Digital Initiatives of the Research Libraries Group

Ricky L. Erway
Member Services Officer
Research Libraries Group
Mountain View, California
[email protected]

D-Lib Magazine, December 1996

ISSN 1082-9873

The Research Libraries Group (RLG) is a not-for-profit membership corporation of 150 universities, independent research libraries, archives, historical societies, museums and other institutions devoted to improving access to information that supports research and learning. Since its founding in 1974, RLG has been a pioneer in developing cooperative solutions to the acquisition, access, delivery, and preservation challenges those institutions face. RLG provides a forum for collegial sharing of resources, costs, experience, and shaping of the future. RLG membership is open to any not-for-profit institution with an educational, cultural, or scientific mission and a commitment to improving access to research materials. Access to the wealth of information resources, however, is not restricted to RLG members.

RLG successes are based on collaboration among research repositories in two areas. First, to build a union catalog, the Research Libraries Information Network (RLIN), of over one-hundred-million bibliographic records from over 250 sources describing books, journal articles, dissertations, and rare materials in over 365 languages. The RLIN databases form a one-of-a-kind resource for technical services librarians as well as for researchers.

Second, RLG members have seized the opportunities RLG creates for them to get involved in collective projects, both to preserve and make accessible collections of valuable materials and to jointly develop best practices that can be used in other endeavors. RLG's value is closely tied to its capacity to identify and implement cooperative structures. Shared cataloging programs, interlibrary loan pacts, records surveys, resource-sharing agreements, staff exchanges, and multi-institutional preservation microfilming projects are just a few instances.

Collaboration

The nature of digital conversion activities makes them particularly well-suited to collaborative endeavors. First, digitization is costly. No matter how compelling projections about potential cost-savings are, no matter how low the cost of storage becomes, and no matter how much conversion expertise is developed, the truth remains that digitizing is an additional cost libraries and archives are being asked to bear in the midst of budget cuts and decreased staffing. Digitizing does not replace the need to perform all the traditional tasks like acquiring, organizing, cataloging, and preserving materials. Further, in successfully responding to user needs, digitization results in increased expectations. So, digital conversion is not likely to be a short-term activity. But by working together, institutions can attract funding, minimize costs, and prevent duplicative efforts.

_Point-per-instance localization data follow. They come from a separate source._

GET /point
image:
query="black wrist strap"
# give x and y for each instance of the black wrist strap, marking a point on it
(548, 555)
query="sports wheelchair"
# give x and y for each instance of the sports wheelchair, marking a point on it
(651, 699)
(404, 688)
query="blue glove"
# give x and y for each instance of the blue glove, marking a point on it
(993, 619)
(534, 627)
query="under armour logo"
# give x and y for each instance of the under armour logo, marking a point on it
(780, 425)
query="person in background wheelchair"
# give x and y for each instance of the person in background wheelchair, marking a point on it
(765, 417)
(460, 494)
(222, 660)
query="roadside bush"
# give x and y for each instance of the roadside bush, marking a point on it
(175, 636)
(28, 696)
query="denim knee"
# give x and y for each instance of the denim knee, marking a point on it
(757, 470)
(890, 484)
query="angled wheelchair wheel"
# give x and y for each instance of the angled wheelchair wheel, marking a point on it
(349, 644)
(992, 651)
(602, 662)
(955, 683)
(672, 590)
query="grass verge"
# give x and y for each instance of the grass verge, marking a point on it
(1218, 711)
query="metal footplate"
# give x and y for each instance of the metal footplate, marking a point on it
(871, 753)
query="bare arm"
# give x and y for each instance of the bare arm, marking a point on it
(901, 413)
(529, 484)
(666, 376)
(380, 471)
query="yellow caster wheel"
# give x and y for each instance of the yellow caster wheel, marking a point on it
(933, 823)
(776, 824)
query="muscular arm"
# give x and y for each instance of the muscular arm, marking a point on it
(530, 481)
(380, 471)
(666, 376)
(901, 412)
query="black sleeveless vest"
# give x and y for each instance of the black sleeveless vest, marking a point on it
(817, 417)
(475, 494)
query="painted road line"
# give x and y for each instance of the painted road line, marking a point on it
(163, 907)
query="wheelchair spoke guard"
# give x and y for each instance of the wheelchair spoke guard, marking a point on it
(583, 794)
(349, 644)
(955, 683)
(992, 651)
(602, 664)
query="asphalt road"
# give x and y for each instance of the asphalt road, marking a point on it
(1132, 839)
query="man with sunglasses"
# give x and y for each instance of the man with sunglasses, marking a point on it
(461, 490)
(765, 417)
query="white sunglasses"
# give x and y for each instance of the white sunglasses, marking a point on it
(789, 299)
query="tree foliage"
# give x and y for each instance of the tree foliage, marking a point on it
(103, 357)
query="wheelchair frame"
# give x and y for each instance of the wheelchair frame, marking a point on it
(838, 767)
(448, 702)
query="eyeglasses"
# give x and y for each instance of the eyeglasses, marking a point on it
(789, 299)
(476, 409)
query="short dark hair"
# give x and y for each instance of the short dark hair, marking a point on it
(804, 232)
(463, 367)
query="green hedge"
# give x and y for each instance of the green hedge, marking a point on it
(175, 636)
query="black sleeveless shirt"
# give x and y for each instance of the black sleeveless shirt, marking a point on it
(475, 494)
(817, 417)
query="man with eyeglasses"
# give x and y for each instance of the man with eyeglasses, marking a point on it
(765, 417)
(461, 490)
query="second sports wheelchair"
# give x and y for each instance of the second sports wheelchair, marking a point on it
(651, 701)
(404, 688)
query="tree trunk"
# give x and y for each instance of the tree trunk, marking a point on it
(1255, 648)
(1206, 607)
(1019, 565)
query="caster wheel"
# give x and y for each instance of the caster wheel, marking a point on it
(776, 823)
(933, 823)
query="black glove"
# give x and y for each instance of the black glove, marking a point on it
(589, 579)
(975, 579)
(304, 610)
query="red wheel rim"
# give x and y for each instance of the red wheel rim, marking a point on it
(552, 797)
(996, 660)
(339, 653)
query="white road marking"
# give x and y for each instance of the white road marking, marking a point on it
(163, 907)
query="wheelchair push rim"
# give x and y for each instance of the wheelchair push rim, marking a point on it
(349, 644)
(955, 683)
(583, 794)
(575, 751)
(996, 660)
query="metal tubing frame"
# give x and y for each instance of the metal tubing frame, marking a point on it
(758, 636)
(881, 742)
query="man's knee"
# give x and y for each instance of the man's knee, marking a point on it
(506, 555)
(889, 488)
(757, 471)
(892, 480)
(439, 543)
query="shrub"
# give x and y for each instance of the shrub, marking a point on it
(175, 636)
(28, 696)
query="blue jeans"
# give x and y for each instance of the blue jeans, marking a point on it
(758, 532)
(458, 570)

Second, conversion is well-suited to collaboration because bringing analog materials into the digital domain makes possible new kinds of access and resource sharing -- benefits that extend far beyond the institution doing the conversion.

Collaboration occurs within the local institution as well as in the larger community. Although recruiting project staff from across traditional departments means that staff don't always share common understandings and experiences at the outset of the project, it also means that the benefits of newly-acquired expertise and newly-forged partnerships will be realized throughout the institution, as well as across institutions, regions, and even nations. Fortunately, today's technologies bring with them a number of tools that actually facilitate collaboration. Tools like teleconferencing, electronic mail, and listservs are making it much easier for project staff to coordinate work, discuss challenges, and keep each other aware of progress.

Collaboration means sharing work and expenses, as well as benefits -- thereby getting the most of the money and effort each player expends. RLG projects enable, staff from libraries, archives, and museums to establish models that build on their institutional strengths while furthering collective goals.

Education

In November 1995, RLG hosted a symposium on Selecting Library and Archive Collections for Digital Reformatting. Participants were exposed to the evolving environment in which selection decisions are made and presenters provided them with strategies for making appropriate decisions that benefit their own institutions and the larger research community. The speakers and audience took part in a hypothetical selection process, sharing with each other their thinking about which of thirteen proposed collections would be appropriate for digital reformatting.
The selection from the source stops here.